No doubt, the terms `symbol' and `reference' may have a different sense in the discourse of neuroscientists and artificial intelligence experts, closer to Deacon's own background, but it is a pity that in a book of this sort, reaching out to a wide readership in other disciplines, such basic terms are used in a way that will cause confusion. As a measure of the difficulty (but also of the seriousness with which Deacon's book is being taken) I can report that I have participated in several reading groups, of university lecturers and postgraduate students in Linguistics and Cognitive Science, devoted to Deacon's chapter entitled `Symbols aren't simple'. In all cases, the discussion groups have ended in disarray, with no one person able to convince the others of any particular interpretation of Deacon's complex three-layered diagram with six different kinds of arrows in it (p.87), illustrating his vision of the relationship between `symbolic reference' and `indexical reference'. Several people at these discussions agreed with me that Deacon's idea seemed to resemble Quine's view of a system of interdependent propositions, some of which are `closer to the periphery of experience' than others. Ever hopeful, I put this interpretation of his work to Deacon himself in a conversation, but was told that that was not it, either. I'm not sure if the ideas of Quine's that I had in mind were what Deacon was familiar with --- perhaps not. I have a hunch that Deacon's insight may be very valuable, but he has not explained it in terms that are unequivocally clear to linguists and philosophers. It would have been better to invent completely new terms for the completely mind-internal relationships that Deacon envisages, rather than to hijack old familiar terms for new purposes.

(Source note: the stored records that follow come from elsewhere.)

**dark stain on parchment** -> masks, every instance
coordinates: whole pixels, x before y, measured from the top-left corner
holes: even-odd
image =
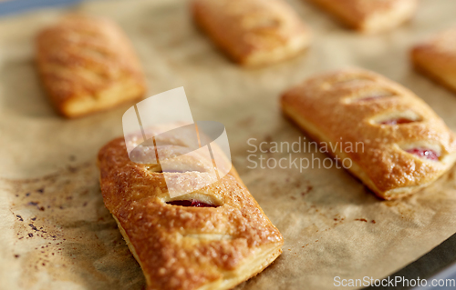
[[[104,206],[98,174],[95,163],[87,163],[40,178],[0,180],[12,196],[12,255],[21,263],[25,288],[42,271],[87,289],[144,287],[142,272]]]

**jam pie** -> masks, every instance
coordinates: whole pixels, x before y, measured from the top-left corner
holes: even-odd
[[[233,60],[261,65],[306,48],[309,29],[284,0],[193,0],[197,25]]]
[[[66,117],[140,100],[145,93],[129,40],[106,19],[71,15],[44,29],[36,61],[51,103]]]
[[[282,253],[283,237],[235,170],[171,198],[164,175],[198,182],[212,161],[179,155],[186,144],[179,136],[160,143],[167,148],[157,150],[167,152],[168,162],[178,158],[172,172],[130,161],[124,138],[106,145],[98,158],[105,205],[148,289],[231,289],[273,263]]]
[[[411,18],[417,0],[308,0],[351,28],[378,33]]]
[[[416,45],[411,59],[418,71],[456,92],[456,27]]]
[[[412,92],[375,73],[317,75],[281,102],[287,116],[382,198],[414,193],[455,163],[455,135],[444,122]]]

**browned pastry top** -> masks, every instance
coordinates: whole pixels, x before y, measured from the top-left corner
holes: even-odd
[[[447,29],[416,45],[411,54],[419,65],[432,68],[434,75],[451,75],[451,84],[456,87],[456,27]]]
[[[130,42],[107,19],[68,15],[42,30],[36,38],[36,59],[57,106],[69,98],[97,96],[131,78],[144,86]]]
[[[369,71],[353,68],[313,77],[286,92],[282,103],[331,142],[362,142],[363,152],[344,152],[381,192],[434,180],[448,167],[446,157],[456,152],[454,134],[432,109],[409,90]],[[415,120],[381,124],[403,115]],[[405,151],[416,147],[435,150],[440,160]]]
[[[337,6],[335,10],[349,15],[354,21],[362,21],[375,15],[394,10],[406,3],[415,0],[309,0],[311,2]]]
[[[185,146],[181,141],[170,139],[158,150],[172,159]],[[196,289],[254,258],[258,249],[283,243],[234,169],[211,185],[172,199],[194,198],[217,207],[166,204],[171,199],[163,175],[197,180],[207,165],[192,162],[192,156],[179,158],[183,167],[176,173],[133,163],[123,138],[98,154],[105,205],[128,235],[150,289]]]
[[[307,43],[308,28],[283,0],[193,0],[192,10],[197,22],[240,62],[257,51]]]

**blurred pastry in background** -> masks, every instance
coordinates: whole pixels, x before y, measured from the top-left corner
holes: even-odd
[[[456,27],[419,44],[410,55],[419,72],[456,92]]]
[[[36,57],[50,101],[68,118],[140,100],[146,91],[130,41],[108,19],[63,18],[38,34]]]
[[[409,20],[417,0],[308,0],[347,26],[367,34],[392,29]]]
[[[310,30],[283,0],[193,0],[197,25],[243,65],[263,65],[296,55]]]

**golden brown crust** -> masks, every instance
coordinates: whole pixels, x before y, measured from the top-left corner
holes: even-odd
[[[414,15],[417,0],[308,0],[363,33],[396,27]]]
[[[283,0],[193,0],[193,17],[233,60],[272,64],[306,48],[310,31]]]
[[[170,151],[185,145],[178,139],[170,140]],[[234,169],[215,184],[171,199],[164,175],[197,179],[203,173],[189,171],[188,165],[183,173],[160,173],[133,163],[123,138],[101,148],[98,160],[105,205],[133,249],[148,289],[232,288],[280,255],[282,235]],[[166,204],[192,198],[219,206]]]
[[[456,27],[448,29],[411,50],[415,68],[456,92]]]
[[[382,198],[411,194],[455,162],[455,136],[443,121],[413,93],[375,73],[353,68],[318,75],[285,93],[281,101],[285,114],[318,141],[343,142],[327,150],[349,158],[348,170]],[[413,122],[382,124],[398,117]],[[406,152],[419,147],[434,150],[440,159]]]
[[[81,116],[144,95],[144,76],[130,42],[109,20],[67,16],[41,31],[36,45],[44,86],[64,116]]]

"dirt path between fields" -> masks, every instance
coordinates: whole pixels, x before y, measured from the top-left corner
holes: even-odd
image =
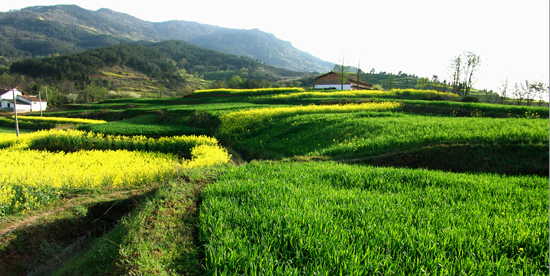
[[[41,213],[36,213],[33,215],[30,215],[23,220],[15,221],[15,222],[8,222],[8,223],[0,223],[0,238],[19,229],[22,227],[33,225],[36,221],[47,218],[53,214],[56,214],[58,212],[65,211],[69,208],[74,207],[77,204],[81,205],[89,205],[90,203],[94,202],[102,202],[102,201],[110,201],[110,200],[118,200],[118,199],[125,199],[132,196],[144,194],[147,192],[150,192],[154,189],[157,189],[158,185],[146,188],[146,189],[136,189],[136,190],[128,190],[128,191],[115,191],[109,194],[101,195],[97,198],[91,198],[90,196],[82,196],[82,197],[75,197],[68,199],[67,202],[59,207],[56,207],[52,210],[48,210]]]

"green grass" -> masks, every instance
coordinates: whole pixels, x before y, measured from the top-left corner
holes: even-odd
[[[207,129],[186,126],[183,122],[159,124],[159,116],[154,114],[140,115],[102,125],[83,125],[79,129],[111,135],[143,135],[147,137],[208,135],[210,133]]]
[[[358,112],[290,115],[228,135],[251,158],[357,158],[437,144],[547,146],[548,131],[543,119]]]
[[[19,133],[31,133],[31,132],[33,132],[33,130],[19,129]],[[15,134],[15,126],[13,126],[13,127],[0,126],[0,133],[13,133],[13,134]]]
[[[251,163],[203,192],[207,275],[547,275],[548,179]]]
[[[54,275],[203,275],[199,195],[224,170],[196,169],[168,181]]]

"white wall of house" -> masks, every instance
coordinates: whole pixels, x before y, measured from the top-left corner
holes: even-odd
[[[336,89],[340,90],[342,89],[341,84],[316,84],[315,89]],[[351,90],[351,84],[344,84],[344,87],[342,90]]]
[[[23,95],[23,93],[17,89],[15,89],[15,97],[18,95]],[[13,92],[12,90],[0,95],[0,100],[13,100]]]
[[[46,110],[46,107],[48,107],[46,102],[32,102],[31,111],[44,111]]]
[[[9,110],[13,110],[13,103],[10,103],[8,101],[0,101],[0,109],[9,109]],[[42,109],[44,110],[44,109]],[[29,112],[29,111],[33,111],[31,110],[31,105],[30,104],[17,104],[17,111],[18,112]],[[36,111],[39,111],[38,107],[36,109]]]

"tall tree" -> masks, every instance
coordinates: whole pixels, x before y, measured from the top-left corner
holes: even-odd
[[[508,96],[507,95],[507,93],[508,93],[508,79],[506,79],[506,81],[504,81],[502,83],[502,85],[499,86],[498,91],[499,91],[499,96],[500,96],[500,103],[504,104],[504,100]]]
[[[462,55],[456,56],[451,61],[451,70],[452,70],[452,92],[460,94],[460,75],[462,74]]]
[[[525,83],[522,83],[521,84],[521,90],[523,90],[523,95],[525,95],[525,97],[527,97],[526,99],[526,104],[527,106],[530,106],[531,105],[531,102],[533,101],[533,98],[534,98],[534,94],[533,94],[533,84],[532,83],[529,83],[528,80],[525,81]]]
[[[465,58],[466,68],[464,71],[464,96],[468,96],[470,95],[470,90],[472,89],[474,72],[477,71],[481,65],[481,58],[473,52],[467,52],[465,54]]]
[[[539,106],[542,106],[544,101],[548,101],[548,92],[550,92],[550,86],[548,86],[548,84],[537,81],[532,83],[531,87],[539,100]]]
[[[340,89],[344,90],[344,83],[348,80],[348,75],[351,72],[351,67],[335,64],[332,70],[338,74],[338,82],[340,83]]]

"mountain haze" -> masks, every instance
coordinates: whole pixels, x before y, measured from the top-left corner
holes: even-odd
[[[228,29],[179,20],[149,22],[110,9],[90,11],[76,5],[35,6],[0,13],[0,55],[9,60],[142,40],[185,40],[299,72],[324,72],[333,66],[258,29]]]

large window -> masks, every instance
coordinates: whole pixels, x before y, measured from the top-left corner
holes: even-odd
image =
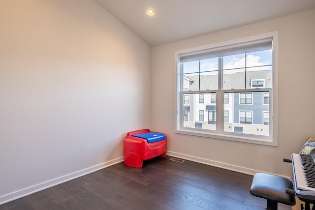
[[[275,97],[277,35],[177,52],[176,132],[276,145],[269,115],[275,106],[270,99]],[[189,120],[182,115],[187,94],[192,100]],[[202,123],[198,129],[196,123]]]

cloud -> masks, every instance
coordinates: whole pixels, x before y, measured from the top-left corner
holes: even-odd
[[[269,61],[261,62],[261,58],[259,56],[249,54],[247,55],[246,58],[243,57],[242,58],[237,57],[237,56],[232,56],[228,57],[228,62],[223,64],[224,69],[231,69],[235,68],[244,68],[245,67],[245,62],[247,62],[247,67],[261,66],[266,65],[271,65]],[[238,55],[239,56],[239,55]],[[266,68],[259,68],[260,70],[264,69],[270,70],[270,67]]]

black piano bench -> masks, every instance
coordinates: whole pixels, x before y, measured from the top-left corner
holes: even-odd
[[[286,192],[286,191],[292,192],[292,190],[293,190],[293,186],[290,180],[263,173],[255,174],[251,187],[251,194],[267,199],[267,210],[277,210],[278,203],[295,205],[294,194]]]

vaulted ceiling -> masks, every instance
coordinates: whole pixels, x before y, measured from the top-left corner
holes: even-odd
[[[95,0],[152,46],[315,9],[315,0]]]

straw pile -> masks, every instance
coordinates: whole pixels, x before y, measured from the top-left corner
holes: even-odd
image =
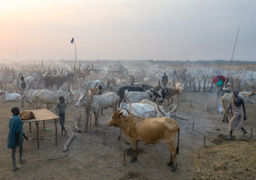
[[[256,142],[233,139],[190,154],[196,172],[192,179],[256,179]]]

In the chapters on brain evolution, Deacon is on much firmer ground. He explains in patient detail why `catastrophic' theories of brain evolution to account for humans' unique linguistic capacity are implausible. The more Deacon explains about the brain, the more naive such theories seem. The chapters in the middle part, `Brain', take one systematically through the problems with evaluating the contribution of brain size, the genetic encoding of the developmental programs by which brains unfold in various species, the selective wiring processes in the brain that are not specifically genetically encoded, the parts of the brain responsible for signalling behaviour in birds, whales and humans, the special contribution of the prefrontal cortex in human mental activity, and the localization (or otherwise) of languages processes in specific brain areas.

Deacon's exposition is always civilized, scrupulously avoiding personal polemic and rhetoric. He never attacks other scholars' works directly, but deals with the central ideas that have been dominant in the history of the subject, and calmly sets out the relevant claims and known facts. In this, he sets a scientific example that I wish more would-be scientists who develop ideas on the evolution of language would follow. There is no doubt that this is an important book. It is very ambitiously conceived, and I believe it will be a point of reference (that term again!) in language evolution studies for years to come.